Изменить размер шрифта - +
Капитан Альберт присоединился к нам, прихлебывая кофе из эмалированной кружки с оббитыми краями. Он протянул нам маленькую баночку:

– Намажьтесь, когда припечет.

Я открыл ее и понюхал.

– Кокосовый крем.

– На травах и растительном масле. Сам делаю. Защищает от солнечных ожогов.

Крем скоро пошел в дело, потому что мы оказались в настоящем пекле. В небе не было ничего, кроме солнца: облака его покинули. Мы шли по самому знаменитому проливу в мире, повторяя маршрут, по которому уже сотни лет бороздили воды мореплаватели: китайцы, арабы, португальцы, голландцы и англичане. А до них – кто знает?

Я сел рядом с Эндо-саном и довольно вздохнул. Он взглянул на меня поверх книги, которую читал:

– Доволен?

Я кивнул и принялся рассказывать о визите к тете Мэй. Он отложил книгу и откинулся на спинку стула.

– Расскажи про свою мать.

Я рассказал то, что помнил, бродя по отмелям своей памяти.

– А теперь мой дед, которого я никогда не видел и который отказался от матери, когда та вышла за отца замуж, хочет со мной познакомиться.

– Тогда тебе надо с ним встретиться. Семья – это самое важное, что у тебя есть и будет.

– Вы на самом деле считаете, что мне стоит познакомиться с дедом?

– Хай. Возможно, он тебе даже понравится. – И Эндо-сан вернулся к книге.

Я думал о деде, с которым никогда не встречался, гадая, чего ему от меня нужно. Сверившись с собственными чувствами, я обнаружил, что не чувствовал к деду почти ничего, кроме проблесков упрямой неприязни, происходивших больше от чувства отверженности, чем от чего-то еще.

К середине нашего путешествия двигатель застучал с другим ритмом. Было три часа пополудни, и я уснул на палубе. Проснувшись, я почувствовал, что мы слегка изменили курс. Я сложил ладонь козырьком и огляделся.

Мы подходили к прибрежным мангровым болотам. Береговая линия приближалась, волны украшали прибрежные скалы белой пенистой оторочкой. Вместо твердой земли берег представлял собой бесконечные заросли мангровых деревьев, корни которых были обнажены начинавшимся отливом – на вид они были скользкими, блестели от влаги и напоминали искореженные подагрой суставы. Вода вокруг потеряла бирюзовый оттенок, испорченная ржавым корневым настоем, как перестоявший чай.

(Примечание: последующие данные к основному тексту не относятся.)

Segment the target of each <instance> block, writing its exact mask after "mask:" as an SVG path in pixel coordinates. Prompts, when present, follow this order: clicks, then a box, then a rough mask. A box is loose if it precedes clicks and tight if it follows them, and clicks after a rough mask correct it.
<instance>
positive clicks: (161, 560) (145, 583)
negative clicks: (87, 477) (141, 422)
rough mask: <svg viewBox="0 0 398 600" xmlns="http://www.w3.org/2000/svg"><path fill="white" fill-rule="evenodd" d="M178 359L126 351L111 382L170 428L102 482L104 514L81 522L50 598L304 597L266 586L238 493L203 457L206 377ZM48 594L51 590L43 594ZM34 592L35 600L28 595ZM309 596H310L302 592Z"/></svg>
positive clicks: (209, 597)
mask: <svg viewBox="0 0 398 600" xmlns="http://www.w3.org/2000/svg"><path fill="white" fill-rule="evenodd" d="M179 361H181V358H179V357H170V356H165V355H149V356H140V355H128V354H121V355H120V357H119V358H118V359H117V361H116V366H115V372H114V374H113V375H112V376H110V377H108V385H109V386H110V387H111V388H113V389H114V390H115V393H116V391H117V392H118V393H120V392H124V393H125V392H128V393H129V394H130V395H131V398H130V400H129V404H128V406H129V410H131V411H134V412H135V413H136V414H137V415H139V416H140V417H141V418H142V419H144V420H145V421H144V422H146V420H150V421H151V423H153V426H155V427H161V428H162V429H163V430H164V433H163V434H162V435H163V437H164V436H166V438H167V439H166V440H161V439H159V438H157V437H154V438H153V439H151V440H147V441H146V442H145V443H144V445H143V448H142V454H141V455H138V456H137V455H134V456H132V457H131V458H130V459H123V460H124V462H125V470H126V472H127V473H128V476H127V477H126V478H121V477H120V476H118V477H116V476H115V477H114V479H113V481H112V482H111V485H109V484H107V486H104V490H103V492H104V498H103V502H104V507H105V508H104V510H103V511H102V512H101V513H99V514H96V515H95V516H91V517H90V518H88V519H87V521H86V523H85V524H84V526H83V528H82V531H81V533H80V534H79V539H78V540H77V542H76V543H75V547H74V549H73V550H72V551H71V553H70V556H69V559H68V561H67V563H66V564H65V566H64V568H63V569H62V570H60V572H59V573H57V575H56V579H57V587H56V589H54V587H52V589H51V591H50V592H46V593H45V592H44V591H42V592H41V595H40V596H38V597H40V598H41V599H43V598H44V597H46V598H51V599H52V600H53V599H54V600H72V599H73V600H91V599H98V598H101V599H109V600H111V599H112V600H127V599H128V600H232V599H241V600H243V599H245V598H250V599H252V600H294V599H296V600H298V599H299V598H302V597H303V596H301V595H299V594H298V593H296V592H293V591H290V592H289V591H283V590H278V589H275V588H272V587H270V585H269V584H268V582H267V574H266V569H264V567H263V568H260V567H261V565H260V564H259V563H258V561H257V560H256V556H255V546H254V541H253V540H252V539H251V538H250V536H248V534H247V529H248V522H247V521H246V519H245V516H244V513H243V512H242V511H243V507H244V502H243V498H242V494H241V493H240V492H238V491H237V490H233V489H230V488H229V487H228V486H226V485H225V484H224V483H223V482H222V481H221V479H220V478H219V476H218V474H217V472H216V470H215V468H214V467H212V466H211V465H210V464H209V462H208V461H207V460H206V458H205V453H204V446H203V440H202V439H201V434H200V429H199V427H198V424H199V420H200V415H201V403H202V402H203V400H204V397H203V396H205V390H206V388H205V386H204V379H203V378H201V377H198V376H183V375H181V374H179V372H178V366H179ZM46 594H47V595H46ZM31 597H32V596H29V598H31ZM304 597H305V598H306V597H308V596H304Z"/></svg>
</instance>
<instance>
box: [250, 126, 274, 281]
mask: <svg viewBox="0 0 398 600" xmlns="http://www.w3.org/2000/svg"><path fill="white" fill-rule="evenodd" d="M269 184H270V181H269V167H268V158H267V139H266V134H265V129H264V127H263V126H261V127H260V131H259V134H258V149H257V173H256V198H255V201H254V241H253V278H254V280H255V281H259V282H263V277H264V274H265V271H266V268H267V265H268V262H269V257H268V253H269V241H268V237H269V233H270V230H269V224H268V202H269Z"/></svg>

Птицы гонялись за собственным отражением в воде и то вылетали из джунглей, то залетали обратно, поднимаясь высоко над деревьями.

Двигатель заглох, и я вдруг услышал тишину болот, пронизанную птичьими трелями и жужжанием насекомых. Плеск воды у корней звучал уныло. Пока мы покачивались на прибрежных волнах, мальчишка-малаец бросил якорь. В разрыве мангровых зарослей показалась причальная платформа. По ней бегала дворняга, которая облаивала нас, кидаясь из стороны в сторону так бессмысленно и глупо, как могут только собаки.

 

– В двадцати милях к югу от острова Пангкор. Ты так крепко спал, что я не стал тебя будить, когда мы проплывали мимо. Мы сойдем здесь, в Кампунг-Пангкоре.

– А что мы будем здесь делать?

– Навестим друга.

Мальчишка-малаец загрузил сампан ящиками из трюма. Мы спустились в лодку по веревочной лестнице, и капитан Альберт повез нас к пристани. Эндо-сан держал длинный ящик, который я помогал ему загрузить на корабль. Ящик был на удивление тяжелый, но я удержался от вопросов о его содержимом.

К тому времени, когда мы добрались до пристани, там собралась маленькая толпа. Она состояла сплошь из малайцев, темнокожих и широкоглазых, которые пялились на нас и громко горланили.

Едва мы успели подняться на платформу, как сквозь толпу протиснулся низенький японец и поклонился Эндо-сану.

Они пошли вперед, говоря между собой по-японски. Я шел следом на некотором расстоянии, слыша, как капитан Альберт кричит собравшимся, чтобы те позаботились о ящиках.